With the exception of new features being added to the scripts (enabled by
new command line options), we've only had one major interface change so far,
and I was careful to make sure it didn't actually cause any trouble (nobody
used the old behavior).

Debhelper is basically a second generation tool. A lot of the functionality
first appeared in debstd. When I was designing debhelper, I took a long look
at debstd, and this gave me the perspecitve I needed to really do some hard
thinking and design debhelper. There has been a little bit of evolution since
then, but with the one above noted exception, it has all been backwards
compatable, and my design seems to have held up pretty well.

There's no official design document for the scripts, (though there is an
official programming interface to their backend library, so people can
easily write new scripts using it - I don't think that's what you're looking
for). However, each of the scripts has a simple, well documented
functionality (see their man pages), and the only thing that makes me change
their behavior is if policy changes. In that sense, the debian policy manual
is the design document. 

For example, dh_compress does one thing, and one thing only - ensures that all
files that policy says should be compressed, are.

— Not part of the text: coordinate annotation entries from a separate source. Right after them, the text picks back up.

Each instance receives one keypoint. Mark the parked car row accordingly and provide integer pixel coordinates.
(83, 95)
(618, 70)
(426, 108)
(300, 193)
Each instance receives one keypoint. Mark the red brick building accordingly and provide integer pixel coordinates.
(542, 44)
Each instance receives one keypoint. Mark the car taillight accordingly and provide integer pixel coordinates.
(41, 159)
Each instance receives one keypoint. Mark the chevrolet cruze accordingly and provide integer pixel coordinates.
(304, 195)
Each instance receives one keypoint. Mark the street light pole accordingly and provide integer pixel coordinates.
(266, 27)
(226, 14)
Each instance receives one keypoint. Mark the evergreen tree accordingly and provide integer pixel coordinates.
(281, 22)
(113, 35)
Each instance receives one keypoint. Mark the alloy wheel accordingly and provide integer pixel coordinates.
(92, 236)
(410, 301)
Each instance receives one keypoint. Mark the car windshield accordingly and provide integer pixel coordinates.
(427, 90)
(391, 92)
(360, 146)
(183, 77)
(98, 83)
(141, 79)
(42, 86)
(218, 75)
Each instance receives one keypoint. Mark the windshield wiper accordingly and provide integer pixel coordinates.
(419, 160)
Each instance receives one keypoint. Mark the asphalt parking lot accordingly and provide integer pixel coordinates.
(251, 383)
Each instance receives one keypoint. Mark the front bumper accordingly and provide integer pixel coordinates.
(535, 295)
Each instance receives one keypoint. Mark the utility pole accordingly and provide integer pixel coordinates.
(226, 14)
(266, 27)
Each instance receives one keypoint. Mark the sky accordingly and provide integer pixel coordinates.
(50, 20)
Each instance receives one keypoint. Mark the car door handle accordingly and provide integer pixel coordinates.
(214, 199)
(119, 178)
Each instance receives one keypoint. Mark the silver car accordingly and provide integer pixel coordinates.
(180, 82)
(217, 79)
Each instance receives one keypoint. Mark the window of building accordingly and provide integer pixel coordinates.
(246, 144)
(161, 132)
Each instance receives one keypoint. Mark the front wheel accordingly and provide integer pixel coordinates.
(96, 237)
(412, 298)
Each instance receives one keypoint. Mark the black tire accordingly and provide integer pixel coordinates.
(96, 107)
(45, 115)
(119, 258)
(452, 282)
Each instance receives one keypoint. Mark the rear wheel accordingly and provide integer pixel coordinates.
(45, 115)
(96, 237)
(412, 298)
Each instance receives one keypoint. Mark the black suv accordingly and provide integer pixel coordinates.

> 	Yes, and in some ways, one should try to reduce these external
>  dependencies. Also, the problem with a multitude of scripts doing
>  little tasks is that one has to learn about all the scripts and the
>  arguments; (like learning a [simple] new language).

One good thing about the debhelper scripts is that they are quite consitent
in their interface. They all take the same options, the options all do the
same things. You still do need to learn the names of about 20 new programs
to use it, however. (Luckily, the names are quite self-explanitory... guess
what dh_installexamples does..)

> 	To counter that complexity is the fact that there is a  common
>  code base that can be debugged and made robust centrally; and can be
>  the before-the-fact arm of policy conformance code (lintian being the
>  after the fact arm)

I love lintian! It found two or three places debhelper violated policy, and
it validated that debhelper is otherwise very policy complient. Made me
quite happy. :-) Lintian is so much more important to debian than

> 	Mean               =  171 +/- 29.9454160294
> 	standard deviation = 123.468113293
>  Without the kernel/rules file:
> 	Mean               =  142.0625 +/- 8.20135596004
> 	standard deviation = 32.8054238401
> 	500 is a bit much, don't you think? These rules file do not
>  use any helper packages. I'd say that the correct figure should lie
>  somewhere in between 150 lines ad 500 lines. And some of that would
>  be required anyway.

Well, I assume your rules files are rather hand-crafted, right? I was
assumming the snippets were rather more general, which would tend to
increase their size at least two-fold, I'd think. Especially if they has
some sort of interface (ie, if they needed to parse command line arguments,
or parse config files in debian/).

Debhelper itself totals to about 1250 lines.

> 	However. I am unlikely to change unless there is a strong move
>  to link a helper package to policy enforcement (I like my rules files
>  well enough); 

Hmm, what are you getting at exactly?

> and unless I an convinced of significant benefit to the
> process. I do feel better about the helper packages than I used to.